Many expected it to be an easy win for supporters of a new Rangers stadium. By some accounts, the race is now maybe a little too close for comfort. Both sides have been busy exercising their final day strategies.
The “Vote Yes” campaign has been urging voters to approve funding for a new stadium or risk losing the Rangers to Dallas or some other city.
"With the Cowboys, at least we got a new team and a new stadium,” said Warren Norred with the “Vote No” campaign. “It's just that this deal was so over the top bad."
Opponents know they've been outspent and often times out-manned. They've relied a lot on social media.
And as they did during early voting, they'll be back out at the polls on Election Day.
Arlington Mayor Jeff Williams heads the movement for a new stadium. The Arlington council moved quickly to put the question on the November ballot and is counting on the large turnout.
"They gambled,” said Norred. “We'll find out if it was a good gamble or not."
Opponents are betting it wasn't.
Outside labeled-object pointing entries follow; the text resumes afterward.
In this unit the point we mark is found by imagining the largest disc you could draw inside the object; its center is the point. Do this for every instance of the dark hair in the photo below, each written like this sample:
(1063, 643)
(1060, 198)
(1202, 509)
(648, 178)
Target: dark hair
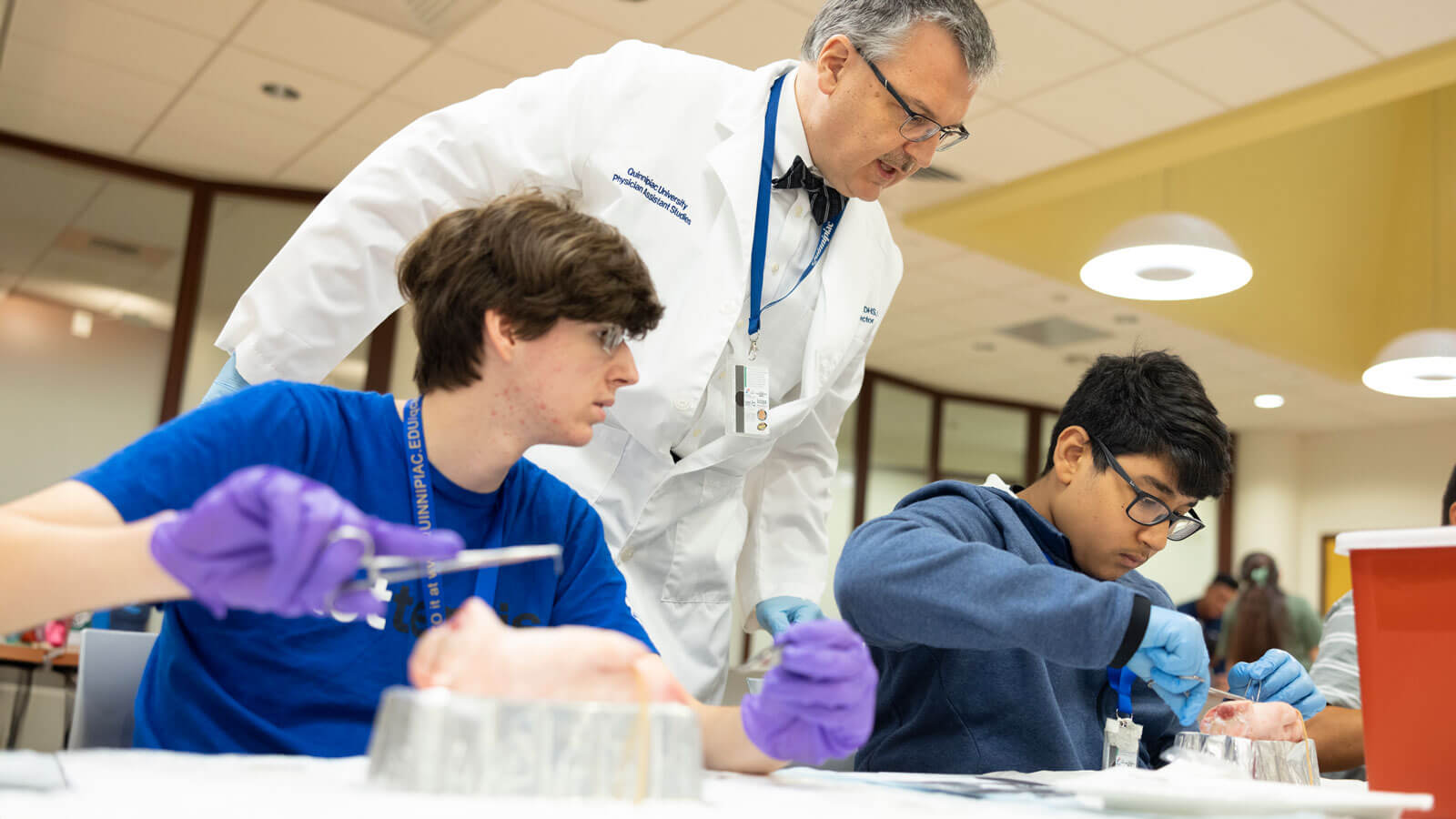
(1449, 499)
(533, 259)
(1150, 404)
(1263, 618)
Supporters are making sure voters know the difference between baseball and business.
No matter the outcome, everyone will be glad once the fight is over.
"Thousands of people making thousands of door knocks. Thousands of phone calls,” said Kyle Fields with the “Vote Yes” campaign. “We're up early and stay out late."
It's not over yet. Both sides say they won't quit and will be pushing out their message at the polls on Tuesday until the final vote is cast.